102: Beseiged, Day 4, part 3

January 6th, 2001

Paterson

The first floor is theirs.  They can choke on it.  There's six stairwells in the hospital.  Four are crammed with beds, desks, chairs, and booby traps; have fun.  The northernmost center stairwell is open, but the halls leading to it are barricaded and trapped as well.  This last one, the one right here, is still open.  Hope they didn't bring a flamethrower.

Alpha

Ed's pop-gun keeps hammering away.  It is no time to slow down.  I draw my hatchet and let the rifle swing on its sling.  Down a short hall and turn back towards pediatrics. 

"Stop or..."

Lt George sprawled, unconscious, by the door, pinch-faced Jones sheltering behind him, pistol in one hand and grenade in the other.

"...I'll..."

Nope!  No stopping.  That big handgun of Jones' starts to shift away from George's head.  Too slow.

"...shoot!"

I swing with all my might down from on high into his shoulder.  I might as well have struck a concrete wall.  The blade doesn't sink in.  Instead, its as if I'd struck with the flat.  He flails under the impact, hand open instinctively, and the live grenade bounces loose.

Sorry, George.

Leonid

The men following Alpha stop and backpedal away from turn to pediatrics.  A flash and bang tell me why.  I pass them as they recover their senses with my rifle tucked tight into my shoulder.  Blast marks on the walls and door, one body setting limply, and two other struggling up.  Alpha's gripping his head and using the wall for support.  The other (oh, Mr. Jones!) on one knee with his monster handgun getting ready to cap my comrade. 

Not today.  The first two bursts do little but stagger him.  He screams with the third.  Falls, clawing at his chest, with the fourth.  There's blood at the sixth.  He's tough.  Keep pounding till blood and guts spill onto the floor. I drop the magazine from the wells and reach to swap out another.

The doors to pediatrics fly open as a hose-head charges through.  I double over, ribs cracking, as it shoulder checks me.  The blow knocks me from my feet.  The fresh magazine clatters away.  It screeches, raising a foot, about to curb stomp my head.

Alpha's men open up. 


Alpha

Time enough to pick myself up once the hose-head drops.  The men gabble at me, but the concussion grenade did enough damage to stop that for the day.  I wave them away and find my hatchet.  Work to do.

Leonid

Ed limps out into the hall.  Some black guy in sweats with an M-16 moves painfully behind him.  Ed laughs darkly and spits on the hose-head.  "All secure," he reports.
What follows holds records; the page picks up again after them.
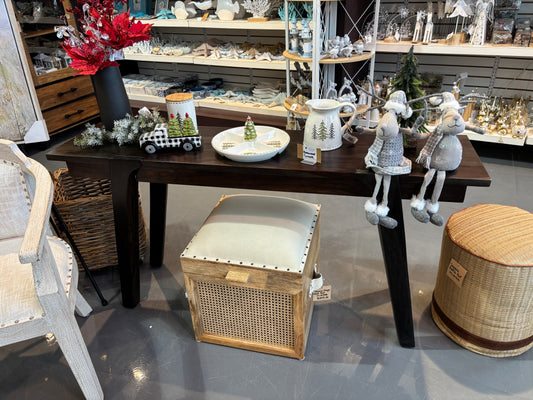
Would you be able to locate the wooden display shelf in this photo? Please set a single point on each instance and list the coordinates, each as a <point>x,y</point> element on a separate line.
<point>37,32</point>
<point>54,76</point>
<point>187,59</point>
<point>212,103</point>
<point>275,25</point>
<point>340,60</point>
<point>41,20</point>
<point>222,62</point>
<point>489,50</point>
<point>491,138</point>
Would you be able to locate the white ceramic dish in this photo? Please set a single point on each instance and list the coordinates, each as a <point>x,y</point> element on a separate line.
<point>269,142</point>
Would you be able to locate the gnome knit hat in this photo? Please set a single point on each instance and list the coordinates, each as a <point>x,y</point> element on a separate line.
<point>448,101</point>
<point>398,103</point>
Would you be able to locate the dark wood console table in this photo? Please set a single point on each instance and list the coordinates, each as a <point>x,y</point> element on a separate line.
<point>342,172</point>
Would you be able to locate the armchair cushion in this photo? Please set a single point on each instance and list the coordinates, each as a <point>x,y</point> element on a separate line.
<point>18,298</point>
<point>14,193</point>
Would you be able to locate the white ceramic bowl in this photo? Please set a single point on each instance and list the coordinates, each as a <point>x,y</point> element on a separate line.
<point>269,142</point>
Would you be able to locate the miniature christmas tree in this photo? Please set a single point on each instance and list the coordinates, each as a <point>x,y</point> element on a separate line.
<point>408,80</point>
<point>322,131</point>
<point>258,8</point>
<point>180,120</point>
<point>174,127</point>
<point>249,130</point>
<point>188,126</point>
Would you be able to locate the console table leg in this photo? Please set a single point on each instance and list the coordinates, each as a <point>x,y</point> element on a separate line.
<point>125,194</point>
<point>395,255</point>
<point>158,217</point>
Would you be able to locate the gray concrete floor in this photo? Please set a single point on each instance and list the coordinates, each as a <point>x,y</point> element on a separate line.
<point>150,352</point>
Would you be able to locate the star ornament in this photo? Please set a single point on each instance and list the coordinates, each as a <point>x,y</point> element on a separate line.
<point>404,12</point>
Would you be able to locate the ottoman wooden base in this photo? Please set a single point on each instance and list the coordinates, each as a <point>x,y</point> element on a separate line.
<point>241,295</point>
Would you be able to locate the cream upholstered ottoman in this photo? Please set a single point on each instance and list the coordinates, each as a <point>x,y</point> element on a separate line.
<point>249,274</point>
<point>483,298</point>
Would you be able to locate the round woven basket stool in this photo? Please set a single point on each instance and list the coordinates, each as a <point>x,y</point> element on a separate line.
<point>483,298</point>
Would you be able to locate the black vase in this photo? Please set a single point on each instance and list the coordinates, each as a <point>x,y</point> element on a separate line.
<point>111,96</point>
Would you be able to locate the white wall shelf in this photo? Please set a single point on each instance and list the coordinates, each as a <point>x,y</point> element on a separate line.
<point>213,103</point>
<point>433,48</point>
<point>490,138</point>
<point>275,25</point>
<point>222,62</point>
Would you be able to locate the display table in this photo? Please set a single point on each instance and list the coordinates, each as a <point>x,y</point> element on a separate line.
<point>342,172</point>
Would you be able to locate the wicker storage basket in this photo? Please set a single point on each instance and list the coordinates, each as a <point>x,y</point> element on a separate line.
<point>483,298</point>
<point>87,209</point>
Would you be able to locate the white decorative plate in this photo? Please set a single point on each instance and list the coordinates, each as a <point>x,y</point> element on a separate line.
<point>269,142</point>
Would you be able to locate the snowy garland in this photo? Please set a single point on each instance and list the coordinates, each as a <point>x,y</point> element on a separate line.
<point>125,131</point>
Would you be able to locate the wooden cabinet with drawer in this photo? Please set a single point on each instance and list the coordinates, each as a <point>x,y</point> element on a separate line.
<point>71,113</point>
<point>67,103</point>
<point>65,100</point>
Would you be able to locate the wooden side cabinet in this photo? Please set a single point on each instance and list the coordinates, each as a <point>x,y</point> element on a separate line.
<point>65,100</point>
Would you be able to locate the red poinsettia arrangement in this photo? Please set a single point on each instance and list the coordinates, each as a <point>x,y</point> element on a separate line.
<point>103,34</point>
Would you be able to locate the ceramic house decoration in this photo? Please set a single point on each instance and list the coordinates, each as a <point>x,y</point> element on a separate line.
<point>174,126</point>
<point>188,126</point>
<point>306,45</point>
<point>226,9</point>
<point>258,8</point>
<point>249,130</point>
<point>293,37</point>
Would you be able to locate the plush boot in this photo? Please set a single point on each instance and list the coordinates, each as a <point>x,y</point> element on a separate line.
<point>417,210</point>
<point>434,218</point>
<point>370,208</point>
<point>384,220</point>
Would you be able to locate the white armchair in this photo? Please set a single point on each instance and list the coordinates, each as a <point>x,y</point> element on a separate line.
<point>38,273</point>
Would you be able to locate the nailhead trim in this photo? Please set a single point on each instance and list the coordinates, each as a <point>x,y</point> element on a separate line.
<point>304,256</point>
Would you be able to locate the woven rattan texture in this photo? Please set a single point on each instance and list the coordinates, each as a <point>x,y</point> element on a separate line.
<point>87,208</point>
<point>255,315</point>
<point>501,234</point>
<point>494,303</point>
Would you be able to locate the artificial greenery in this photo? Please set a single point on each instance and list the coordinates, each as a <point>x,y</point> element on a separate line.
<point>125,131</point>
<point>188,126</point>
<point>249,130</point>
<point>92,136</point>
<point>409,80</point>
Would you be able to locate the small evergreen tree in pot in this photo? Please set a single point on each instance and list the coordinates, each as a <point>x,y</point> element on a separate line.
<point>409,80</point>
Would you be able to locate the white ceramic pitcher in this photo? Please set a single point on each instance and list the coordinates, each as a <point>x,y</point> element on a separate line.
<point>323,126</point>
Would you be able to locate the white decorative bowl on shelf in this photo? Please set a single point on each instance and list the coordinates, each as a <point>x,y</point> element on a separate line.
<point>269,142</point>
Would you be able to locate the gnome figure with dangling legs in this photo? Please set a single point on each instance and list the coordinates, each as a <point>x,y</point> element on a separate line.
<point>385,158</point>
<point>442,152</point>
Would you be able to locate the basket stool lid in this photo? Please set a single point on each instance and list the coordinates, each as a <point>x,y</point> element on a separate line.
<point>257,231</point>
<point>496,233</point>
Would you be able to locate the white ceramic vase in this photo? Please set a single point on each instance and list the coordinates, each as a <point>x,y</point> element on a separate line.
<point>182,104</point>
<point>323,126</point>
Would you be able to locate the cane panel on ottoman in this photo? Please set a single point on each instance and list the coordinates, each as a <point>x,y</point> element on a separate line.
<point>248,274</point>
<point>483,298</point>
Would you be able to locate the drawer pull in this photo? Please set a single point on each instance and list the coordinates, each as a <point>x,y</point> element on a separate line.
<point>237,276</point>
<point>71,90</point>
<point>75,113</point>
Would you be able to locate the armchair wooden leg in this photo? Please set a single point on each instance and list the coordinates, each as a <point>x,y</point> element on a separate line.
<point>70,340</point>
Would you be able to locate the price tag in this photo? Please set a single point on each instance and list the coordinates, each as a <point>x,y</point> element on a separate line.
<point>322,294</point>
<point>349,138</point>
<point>309,155</point>
<point>456,272</point>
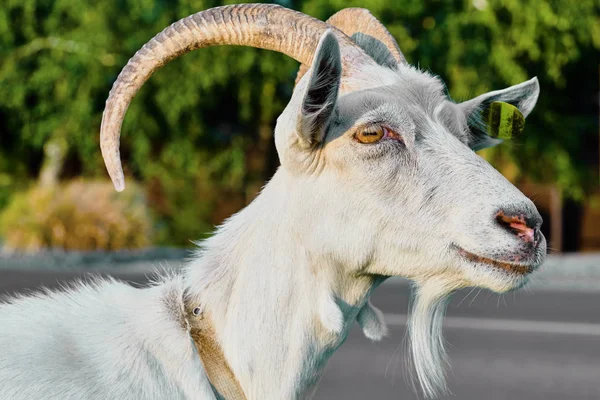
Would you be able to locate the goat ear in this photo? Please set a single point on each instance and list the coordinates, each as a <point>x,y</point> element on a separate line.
<point>485,113</point>
<point>321,92</point>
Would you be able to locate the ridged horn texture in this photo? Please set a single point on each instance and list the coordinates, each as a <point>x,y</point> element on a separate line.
<point>353,20</point>
<point>265,26</point>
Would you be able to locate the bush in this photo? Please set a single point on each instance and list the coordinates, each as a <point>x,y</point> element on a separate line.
<point>77,215</point>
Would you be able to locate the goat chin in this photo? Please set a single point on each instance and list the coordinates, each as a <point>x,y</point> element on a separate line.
<point>427,353</point>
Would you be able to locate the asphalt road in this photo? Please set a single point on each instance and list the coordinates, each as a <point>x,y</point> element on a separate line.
<point>540,344</point>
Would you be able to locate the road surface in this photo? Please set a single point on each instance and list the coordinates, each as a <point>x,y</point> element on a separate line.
<point>541,344</point>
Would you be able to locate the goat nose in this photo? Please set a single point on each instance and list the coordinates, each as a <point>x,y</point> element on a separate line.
<point>524,225</point>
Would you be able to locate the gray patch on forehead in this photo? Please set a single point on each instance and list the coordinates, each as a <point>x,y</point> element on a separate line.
<point>379,105</point>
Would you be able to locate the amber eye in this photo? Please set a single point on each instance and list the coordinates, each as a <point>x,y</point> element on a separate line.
<point>370,134</point>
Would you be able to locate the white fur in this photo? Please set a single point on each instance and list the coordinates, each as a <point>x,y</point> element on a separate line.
<point>101,340</point>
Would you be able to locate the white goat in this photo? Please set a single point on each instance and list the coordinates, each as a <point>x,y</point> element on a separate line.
<point>378,179</point>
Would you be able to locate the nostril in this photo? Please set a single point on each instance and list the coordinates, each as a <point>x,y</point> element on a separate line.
<point>523,227</point>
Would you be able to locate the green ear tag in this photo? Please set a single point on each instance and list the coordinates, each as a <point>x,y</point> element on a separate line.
<point>503,120</point>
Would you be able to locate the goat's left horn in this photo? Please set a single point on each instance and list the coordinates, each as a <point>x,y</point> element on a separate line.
<point>360,20</point>
<point>266,26</point>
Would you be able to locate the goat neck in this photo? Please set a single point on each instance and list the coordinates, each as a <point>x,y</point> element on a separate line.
<point>267,291</point>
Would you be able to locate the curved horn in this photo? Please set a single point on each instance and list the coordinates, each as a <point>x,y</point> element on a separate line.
<point>360,20</point>
<point>264,26</point>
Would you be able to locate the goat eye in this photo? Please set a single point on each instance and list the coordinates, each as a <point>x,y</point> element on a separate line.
<point>370,134</point>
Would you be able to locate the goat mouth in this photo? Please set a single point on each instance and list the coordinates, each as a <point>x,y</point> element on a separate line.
<point>515,268</point>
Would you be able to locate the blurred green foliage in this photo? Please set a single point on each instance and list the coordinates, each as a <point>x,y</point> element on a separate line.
<point>76,216</point>
<point>198,135</point>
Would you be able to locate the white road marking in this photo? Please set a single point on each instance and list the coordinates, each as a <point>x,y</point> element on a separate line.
<point>509,325</point>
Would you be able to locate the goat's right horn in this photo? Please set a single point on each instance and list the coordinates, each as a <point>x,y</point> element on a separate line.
<point>264,26</point>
Down the halls gunfire still sounds.

Paterson

We hold them at the stairs.  The partially clogged well allows one man at a time to get up and the netting set down the gaps prevents them from giving us an explosive present.  We hold them.

Then, they stop trying.  Someone down there tries to push them on.  There's a shot.  Someone isn't pushing them anymore.

They break.  It isn't a dignified retreat, falling back by the numbers, and covering their ass.  Whoever fired that shot takes off at the run and his panic spreads.  They run.

J-boy jeers and the men pick it up. 


2 comments:

  1. And then what?!?!?!
    4 years late, but I have really been enjoying reading this adventure. It has been both epic and inspiring! Thank you so much for writing all of these posts. Great story telling!
    But what happened next? Did you guys stop playing? I need closure...:)

    ReplyDelete
  2. Even later, but I enjoyed this wrote up immensly. I wonder what happened later. Lovely campaign.